A compressed 500-word summary of 'Nature, Man, and Woman' by Alan Watts (1958)

     Nature and spirituality are separated in Western Christian culture, which values ideas and is humiliated by dependence on nature. There is less of a dichotomy in Chinese Buddhist culture, which values direct experience.
     Christian philosophy studies God to the exclusion of nature. A culture has difficulty accepting sexuality when nature and spirituality are divorced, or when (as in the West) sexuality is the only area where spontaneity is valued. East and West both value celibacy, "as if the knowledge of God were an alternative to the knowledge of woman." The celibate man thinks of himself as God's property as a woman is considered her husband's property.
     Nature appears blank only insofar as we appear blank to our self-observation; it appears rebellious only insofar as we think we rule it. Its purposelessness should not distress us. Animals do not despair, as they know they are part of nature. We are like limbs of nature's body.
     Increasingly, people hate material things. They value the endpoints of abstract goals instead of what they encounter along the way. Matter is appreciated only for its monetary value.
     Only churches, not the outdoors, make the author feel Christian. He cannot identify the otherworldly, governing Christian God with the creator of this spontaneously growing world.
     We idealize nature as tranquil because we've lost touch with it. It is full of suffering. The promise of eternal joy in heaven makes no sense because feelings are necessarily impermanent. We can accept our revulsion of suffering without trying to escape suffering, which only intensifies pain. Focusing on uterine contractions may reveal them as less unpleasant than they feel when focusing on an assumption that childbirth hurts.
     Omniscience means being an object of cognition even to oneself and thus having "no inside." Omnipotence means having no spontaneity and thus being creatively paralyzed.
     Our bodies and the natural world are simple, but our cognition is too clumsy to understand them easily.

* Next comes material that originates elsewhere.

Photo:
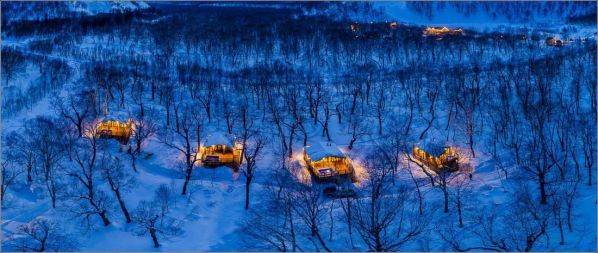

Complexity is a function of the instrument of observation. Our brains divide and select information but it is all part of a whole.
     To say that God or spirit is "formless" means not that it is blank or hazy, but that its spontaneity resists logical ordering.
     Self-control prevents moral lapses, but if self-control comes from God, we have to ask who controls God.
     God and an afterlife may exist, but it is suffering and illusion to grasp or wish for them. Consciousness survives in the sense that each new being feels like "I."
     Sex is part of life and can be morally good or bad. Men often train themselves to love particular women, instead of the entire female sex, by practicing courtly love or delayed ejaculation.
     When sex has no goal, touch is never merely preliminary. One should not be distracted by desire for orgasm, as one should not over-think breathing while meditating. Sex should not be thought of as an "act" of purpose or deliberation; it is best when allowed to happen spontaneously.

Alan Watts. Nature, Man, and Woman. (1958) New York: Vintage Books, 1991.

This summary was written in 2005, along with a series of other 500-word summaries of philosophy books, as an exercise in brevity.